Some of them were teachers and nurses, working in the more traditional employment roles for women.
Others were ferry captains, politicians and even bankers, breaking the mold of what women were expected to do.
An exhibit at the Kitsap County Historical Museum honors them all, and all women in Kitsap County who are women of character, courage and commitment.
The exhibit, titled “Women’s Work: Breaking the Mold,” opened last week at the museum in downtown Bremerton. Volunteer museum curator Nina Hallet put the exhibit together as a part of the National Women’s History Project which is honoring a dozen women throughout the nation and history this month.
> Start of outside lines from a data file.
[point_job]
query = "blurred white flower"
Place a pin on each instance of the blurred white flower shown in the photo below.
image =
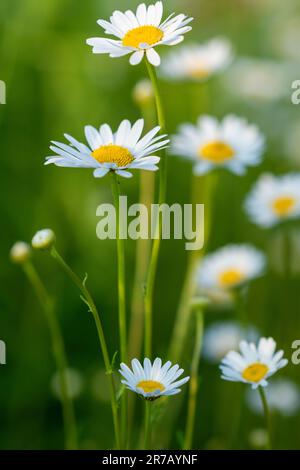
(230, 267)
(140, 33)
(108, 151)
(75, 383)
(222, 337)
(274, 199)
(258, 79)
(283, 396)
(254, 364)
(152, 380)
(197, 62)
(143, 92)
(233, 144)
(20, 252)
(43, 239)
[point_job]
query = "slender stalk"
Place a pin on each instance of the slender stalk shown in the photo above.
(161, 198)
(183, 314)
(121, 298)
(59, 354)
(88, 299)
(267, 416)
(121, 271)
(147, 429)
(193, 388)
(240, 305)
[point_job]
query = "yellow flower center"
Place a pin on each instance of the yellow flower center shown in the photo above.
(255, 372)
(231, 277)
(283, 205)
(113, 154)
(216, 152)
(150, 386)
(143, 34)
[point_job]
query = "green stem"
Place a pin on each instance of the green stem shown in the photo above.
(193, 389)
(59, 354)
(161, 199)
(88, 299)
(121, 296)
(267, 416)
(147, 430)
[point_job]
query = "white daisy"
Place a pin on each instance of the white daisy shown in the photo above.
(140, 33)
(274, 199)
(232, 143)
(221, 337)
(197, 61)
(152, 380)
(107, 151)
(255, 364)
(231, 267)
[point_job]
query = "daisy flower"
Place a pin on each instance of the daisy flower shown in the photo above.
(197, 61)
(152, 380)
(107, 151)
(274, 199)
(254, 364)
(232, 143)
(231, 267)
(140, 33)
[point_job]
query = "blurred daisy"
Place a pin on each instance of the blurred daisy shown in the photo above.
(152, 380)
(274, 199)
(197, 61)
(232, 143)
(231, 267)
(221, 337)
(283, 396)
(107, 151)
(255, 364)
(140, 33)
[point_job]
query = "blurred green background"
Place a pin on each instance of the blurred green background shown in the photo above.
(56, 85)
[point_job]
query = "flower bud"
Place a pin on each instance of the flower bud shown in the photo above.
(43, 239)
(20, 252)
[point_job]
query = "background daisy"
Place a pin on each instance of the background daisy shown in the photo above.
(233, 144)
(254, 364)
(197, 61)
(140, 33)
(230, 267)
(107, 151)
(274, 200)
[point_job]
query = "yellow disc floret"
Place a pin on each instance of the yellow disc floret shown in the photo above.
(231, 277)
(113, 154)
(283, 206)
(142, 35)
(255, 372)
(216, 152)
(149, 386)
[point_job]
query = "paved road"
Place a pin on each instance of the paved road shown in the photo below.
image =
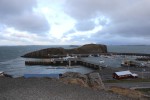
(129, 85)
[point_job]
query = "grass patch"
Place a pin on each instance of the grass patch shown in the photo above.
(126, 92)
(127, 80)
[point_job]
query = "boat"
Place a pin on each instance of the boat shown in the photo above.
(129, 63)
(1, 73)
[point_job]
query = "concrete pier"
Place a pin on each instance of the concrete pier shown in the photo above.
(61, 62)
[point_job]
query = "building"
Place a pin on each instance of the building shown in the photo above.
(124, 75)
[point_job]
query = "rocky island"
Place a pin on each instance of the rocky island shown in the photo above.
(51, 52)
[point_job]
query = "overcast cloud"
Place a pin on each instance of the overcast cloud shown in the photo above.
(19, 15)
(75, 21)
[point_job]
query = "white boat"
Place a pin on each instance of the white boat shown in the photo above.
(101, 61)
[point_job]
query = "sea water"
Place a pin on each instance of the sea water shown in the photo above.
(12, 63)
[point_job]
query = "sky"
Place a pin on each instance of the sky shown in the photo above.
(74, 22)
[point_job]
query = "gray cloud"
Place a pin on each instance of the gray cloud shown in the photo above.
(85, 25)
(19, 14)
(128, 18)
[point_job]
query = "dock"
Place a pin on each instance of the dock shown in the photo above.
(68, 62)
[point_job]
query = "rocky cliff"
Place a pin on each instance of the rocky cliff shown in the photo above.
(85, 49)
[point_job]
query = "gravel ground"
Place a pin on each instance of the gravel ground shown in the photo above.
(48, 89)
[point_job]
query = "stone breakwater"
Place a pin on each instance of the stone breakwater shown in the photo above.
(92, 80)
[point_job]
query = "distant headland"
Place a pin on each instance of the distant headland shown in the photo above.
(50, 52)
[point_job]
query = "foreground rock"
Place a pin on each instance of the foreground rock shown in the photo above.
(51, 52)
(49, 89)
(92, 80)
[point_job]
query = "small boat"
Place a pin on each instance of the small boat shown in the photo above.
(1, 73)
(101, 61)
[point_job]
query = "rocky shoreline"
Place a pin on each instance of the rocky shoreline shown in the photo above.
(61, 52)
(50, 89)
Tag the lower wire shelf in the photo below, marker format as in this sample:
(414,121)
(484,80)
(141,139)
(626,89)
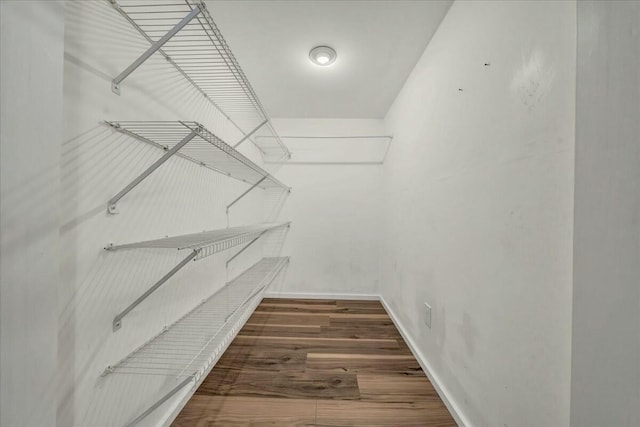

In Kitsap County, Hallet found great examples of women who led the way from the early days to recent times.
One such woman was Mary Watkins, better known as “Polly.” In 1893, she left London to come to American and settled in Kitsap County. She traveled by ferry to Seattle almost daily for years to work as a maid, cook and nursemaid in the homes of the very wealthy. She wanted to earn enough money to build herself a house so she didn’t have to live in the “shack” that her husband called their home.
“She was a woman with goals and the will to reach them,” said Patricia Drolet, museum executive director.
Many of the women featured were teachers and nurses and carried on more traditional roles, Drolet said, especially for the time in which they lived, the 1800s and early 1900s. All of them showed character, courage and commitment to whatever they pursued, she said.
In 1881, Elizabeth Ordway became the first female school superintendent for Kitsap County. Ordway is featured in the exhibit.
“She fought for female rights,” Drolet said. “And she always signed her name L.M. Ordway, so as not to be judged because she was a woman postmaster.”
Drolet added that in those days, even titles showed how hard women had to work to break the mold. There was no title of postmistress.
Scattered throughout the exhibit are some museum artifacts of the work that women have done. Included is an old-fashioned washboard and tub because back then, washing was always women’s work, historians said.
Another woman featured is Millie Woodward, who in 1940 along with her husband, took over editorship of the Bainbridge Review newspaper. They ran the paper until 1963 and it was the only west coast paper to speak out against the Japanese interment camps during World War II.
The exhibit also includes a photograph of an all-female construction crew at the Puget Sound Naval Shipyards in 1919, during World War I.
In the photo, the women hold rivets, buckets and tongs. A second photo shows a woman “ship fitter” driving a bridge crane at the shipyard during World War II.
Then there’s Dora Troutman, who was the wife of the owner of the “Mosquito Fleet,” small ferries that operated around the Kitsap Peninsula during the late 1800s. She is thought to be one of few female skippers, when in 1899 her husband “mysteriously” disappeared and she took over the ferries.
Of the more modern day women in the exhibit are the Langer women. Hannah Norum Langer was the first female bank president west of the Mississippi when she took over the Kitsap Bank in 1952. Her daughter, Helen, followed her and was chairman of the board at the bank until 2011.
The exhibit will remain up through May. Hours at the museum are 10 a.m. to 4 p.m. on Tuesday through Saturday. It is located at 280 Fourth St. Call 360-479-6226 for more information or go to www.kitsaphistory.org.
Soroptomist clubs from Port Orchard, Bremerton and North Kitsap helped to fund the exhibit.